Imam al-Qurthubi rahimahullah berkata: “Mereka terburu-buru mencari kenikmatan dunia walaupun hanya dapat sedikit, dan lamban mencari akhirat padahal pahalanya cukup besar.” [Tafsir al-Qurthubi/10: 226]

4. Bakhil dalam beramal dan berinfak
وَكَانَ الإنْسَانُ قَتُورًا
“Dan adalah manusia itu sangat kikir.” [QS.al-Isro'/17: 100]

5. Suka membantah ajaran Islam
وَكَانَ الإنْسَانُ أَكْثَرَ شَيْءٍ جَدَلا
“Dan manusia adalah makhluk yang paling banyak membantah.” [QS.al-Kahfi/18: 54]

Ibnu Zaid rahimahullah berkata: “Manusia banyak membantah nabinya dan menolak risalah yang dibawanya.” [Tafsir ad-Durul Mansur: 6/376]

6. Sangat bodoh
إِنَّهُ كَانَ ظَلُومًا جَهُولا
“Sesungguhnya manusia itu amat zalim dan amat bodoh.” [QS.al-Ahzab/33: 72]

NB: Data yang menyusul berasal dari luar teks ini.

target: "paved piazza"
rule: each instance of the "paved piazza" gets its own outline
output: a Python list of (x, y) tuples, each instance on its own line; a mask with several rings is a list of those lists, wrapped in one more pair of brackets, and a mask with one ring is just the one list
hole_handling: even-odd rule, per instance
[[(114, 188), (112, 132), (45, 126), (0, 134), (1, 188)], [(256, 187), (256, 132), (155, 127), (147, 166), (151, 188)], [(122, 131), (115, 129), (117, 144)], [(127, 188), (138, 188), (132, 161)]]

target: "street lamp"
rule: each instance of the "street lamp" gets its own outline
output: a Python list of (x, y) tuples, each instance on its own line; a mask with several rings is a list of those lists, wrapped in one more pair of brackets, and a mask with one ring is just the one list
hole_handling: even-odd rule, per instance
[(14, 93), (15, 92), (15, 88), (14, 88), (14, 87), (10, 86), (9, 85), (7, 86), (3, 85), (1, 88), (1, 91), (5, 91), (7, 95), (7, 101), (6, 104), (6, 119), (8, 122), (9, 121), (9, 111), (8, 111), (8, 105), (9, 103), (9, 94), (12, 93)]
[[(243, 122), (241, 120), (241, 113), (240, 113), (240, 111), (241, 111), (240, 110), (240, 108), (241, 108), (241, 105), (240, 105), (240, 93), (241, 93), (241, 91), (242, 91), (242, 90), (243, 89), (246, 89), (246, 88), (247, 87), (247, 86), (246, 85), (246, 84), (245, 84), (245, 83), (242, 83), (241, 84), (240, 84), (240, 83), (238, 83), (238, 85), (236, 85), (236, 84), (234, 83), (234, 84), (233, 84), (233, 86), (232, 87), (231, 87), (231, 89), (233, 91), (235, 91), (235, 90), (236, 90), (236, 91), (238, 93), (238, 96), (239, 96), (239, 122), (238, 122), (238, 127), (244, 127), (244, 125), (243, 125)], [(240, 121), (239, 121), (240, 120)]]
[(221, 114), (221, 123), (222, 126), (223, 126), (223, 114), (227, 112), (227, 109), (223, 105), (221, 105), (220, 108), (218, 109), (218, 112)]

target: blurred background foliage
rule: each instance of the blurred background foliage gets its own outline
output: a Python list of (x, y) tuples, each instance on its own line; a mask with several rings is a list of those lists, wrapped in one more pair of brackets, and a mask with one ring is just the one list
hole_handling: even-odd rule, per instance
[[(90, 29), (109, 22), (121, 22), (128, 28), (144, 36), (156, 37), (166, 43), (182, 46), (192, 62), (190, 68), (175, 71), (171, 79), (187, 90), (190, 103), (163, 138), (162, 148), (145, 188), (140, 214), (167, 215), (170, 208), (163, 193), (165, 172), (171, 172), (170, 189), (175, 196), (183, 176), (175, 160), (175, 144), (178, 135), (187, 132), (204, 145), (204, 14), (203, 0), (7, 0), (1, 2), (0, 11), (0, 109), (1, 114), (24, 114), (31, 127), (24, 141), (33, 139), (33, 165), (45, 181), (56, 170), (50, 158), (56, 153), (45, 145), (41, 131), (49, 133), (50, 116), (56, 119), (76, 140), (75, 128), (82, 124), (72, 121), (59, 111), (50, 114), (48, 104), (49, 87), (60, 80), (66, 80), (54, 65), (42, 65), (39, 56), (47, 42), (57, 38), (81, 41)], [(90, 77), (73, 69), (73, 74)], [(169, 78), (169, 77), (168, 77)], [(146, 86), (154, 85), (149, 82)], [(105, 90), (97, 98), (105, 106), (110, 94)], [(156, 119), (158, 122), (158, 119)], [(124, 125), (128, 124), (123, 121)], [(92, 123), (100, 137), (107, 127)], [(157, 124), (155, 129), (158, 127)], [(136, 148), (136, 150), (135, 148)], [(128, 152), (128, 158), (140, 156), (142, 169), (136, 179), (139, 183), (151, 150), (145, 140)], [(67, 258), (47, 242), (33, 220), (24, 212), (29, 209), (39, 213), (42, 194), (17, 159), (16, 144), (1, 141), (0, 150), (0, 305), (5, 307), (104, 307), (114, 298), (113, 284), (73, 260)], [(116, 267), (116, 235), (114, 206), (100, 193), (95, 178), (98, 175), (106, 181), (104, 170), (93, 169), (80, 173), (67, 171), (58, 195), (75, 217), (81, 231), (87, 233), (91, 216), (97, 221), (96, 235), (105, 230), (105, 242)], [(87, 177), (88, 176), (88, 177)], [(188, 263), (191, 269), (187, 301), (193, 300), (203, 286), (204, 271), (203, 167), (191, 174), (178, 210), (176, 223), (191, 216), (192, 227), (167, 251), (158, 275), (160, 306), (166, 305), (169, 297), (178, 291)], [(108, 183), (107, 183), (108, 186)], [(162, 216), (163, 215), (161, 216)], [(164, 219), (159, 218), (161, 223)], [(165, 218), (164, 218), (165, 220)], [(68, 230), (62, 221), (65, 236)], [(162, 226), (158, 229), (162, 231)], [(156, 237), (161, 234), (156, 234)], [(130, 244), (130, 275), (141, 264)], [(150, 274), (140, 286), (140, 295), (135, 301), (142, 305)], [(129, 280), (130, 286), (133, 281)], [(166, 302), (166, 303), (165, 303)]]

Ibnu Abbas radhiyallahu ‘anhu berkata: “Manusia itu menganiaya dirinya sendiri dan sangat bodoh dengan perintah Allah dan bodoh membawa amanat.” [Tafsir al-Baghowi: 6/380]

7. Berkeluh kesah
إِنَّ الإنْسَانَ خُلِقَ هَلُوعًا
“Sesungguhnya manusia diciptakan bersifat keluh kesah lagi kikir.” [QS.al-Ma'arij/70:19]

Berkata Syaikh Abdurrohman as-Sa’di rahimahullah: “Mereka mengeluh ketika ditimpa musibah dan enggan beramal ketika ditimpa kesenangan.” [Tafsir al-Karimur Rohman: 1/887]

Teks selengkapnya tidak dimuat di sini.